One of Dashew’s main points was that communication may mean one thing to the speaker, and something very different to the listener. When this dynamic is stirred into an already-seething cauldron of personality types in a family business, the result may cause indigestion. Dashew calls these messages “unintended communications,” For example, a father may think he’s communicating a message of pride in a child, but his body language conveys distance-and the younger member gets an unintended message that his or her deeds are not important. Eventually, these incidents become bricks in a wall, and there can be so much distance between two family members in business that there is no longer any direct communication.

Messages get conveyed through an intermediary, setting up a “triangle.” But triangles tend to make matters worse. When direct communication is replaced by hearsay, conflicts are made worse, rumors and innuendo fly around, and the real business of the business gets obstructed. Of course, interpersonal communication is only one piece of the family business dynamic.

Basing her conclusions on a study of 250 family businesses that all survived generational transition, Dashew identified ten qualities of healthy family businesses:

  • Shared values: The principals have similar ideas about substantive issues, such as whether to stay debt-free or capitalize growth through massive borrowing, what kind of qualities they value in people, workaholism versus family time. In Dashew’s view, it doesn’t matter what the answers are-as long as the family more-or-less has a consensus about what the answers are for that family and that business.
  • Shared power: Across generations, between spouses, among siblings. Shared, however, does not mean equal. There can still be a hierarchy. But all the stakeholders feel they have a part in the decision-making process.

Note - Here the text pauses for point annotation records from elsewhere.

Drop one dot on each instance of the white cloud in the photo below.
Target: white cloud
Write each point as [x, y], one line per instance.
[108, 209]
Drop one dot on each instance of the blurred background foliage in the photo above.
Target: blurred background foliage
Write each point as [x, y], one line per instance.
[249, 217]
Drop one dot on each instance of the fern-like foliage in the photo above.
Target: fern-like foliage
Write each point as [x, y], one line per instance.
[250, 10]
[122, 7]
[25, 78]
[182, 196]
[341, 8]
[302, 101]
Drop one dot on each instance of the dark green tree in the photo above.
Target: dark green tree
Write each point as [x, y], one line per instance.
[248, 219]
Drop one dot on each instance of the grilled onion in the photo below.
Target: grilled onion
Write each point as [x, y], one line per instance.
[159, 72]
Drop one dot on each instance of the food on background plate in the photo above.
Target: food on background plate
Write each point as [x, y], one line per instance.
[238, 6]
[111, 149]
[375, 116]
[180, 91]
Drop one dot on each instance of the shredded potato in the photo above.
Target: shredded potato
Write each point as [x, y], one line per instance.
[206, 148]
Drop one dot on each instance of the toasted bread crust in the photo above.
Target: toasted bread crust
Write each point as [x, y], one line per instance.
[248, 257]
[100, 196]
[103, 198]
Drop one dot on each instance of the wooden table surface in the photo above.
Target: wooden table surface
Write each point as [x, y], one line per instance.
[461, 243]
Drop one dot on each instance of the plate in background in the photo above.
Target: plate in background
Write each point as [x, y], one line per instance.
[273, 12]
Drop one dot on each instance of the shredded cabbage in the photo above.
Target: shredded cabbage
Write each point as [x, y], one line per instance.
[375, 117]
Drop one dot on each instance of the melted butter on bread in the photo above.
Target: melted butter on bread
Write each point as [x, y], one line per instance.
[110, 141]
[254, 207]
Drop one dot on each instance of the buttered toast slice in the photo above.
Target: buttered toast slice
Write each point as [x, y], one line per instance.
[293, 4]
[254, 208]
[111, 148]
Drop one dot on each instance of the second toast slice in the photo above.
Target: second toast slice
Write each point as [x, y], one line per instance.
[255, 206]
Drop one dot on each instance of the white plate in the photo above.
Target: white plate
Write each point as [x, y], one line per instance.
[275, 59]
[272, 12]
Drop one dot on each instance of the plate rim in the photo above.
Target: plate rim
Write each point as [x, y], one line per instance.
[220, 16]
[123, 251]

Dashew pointed out that this kind of situation drastically eases the pain of transition during succession-especially if that succession was unplanned
    (e.g., because a CEO suddenly dies or is incapacitated).
  • Traditions: The family business should have some rituals that allow the members to say, “this is what makes us special.”
  • Willingness to learn and grow: As individuals, and as an organization. Dashew, like many previous Family Business Center speakers, suggests family councils as a tool to foster this growth.
  • Activities for maintenance of relationships: Doing things together when there isn’t a crisis builds the teamwork necessary to get through the hard times when a crisis does strike-the members are used to working together, delegating tasks, and trusting each other, so those skills can be harnessed effectively. In Dashew’s words, “When I have to tell you bad news, we have that [pre-existing] bond.”
  • Genuine caring: If people work hard to maintain their personal
    relationships, that reservoir of deep friendship will be there when it’s needed.
  • Assistance and support: This is especially vital in times of personal
    tragedy. “Grief and shame are part of the bond that holds families together.”
  • Mutual respect: The solid recognition that not only can you trust the other person, but that his or her role is important, and she or he has a valid reason to be involved.
  • Healthy interpersonal boundaries: Work one-to-one to resolve conflicts; stay out of triangles. Personal moods and styles can be a factor in such discussions, but shouldn’t dominate the dialogue.
  • Privacy: The right of every family member, business participant, and family unit to have private space, and to do what they want without feeling like they’re on display in front of the other units.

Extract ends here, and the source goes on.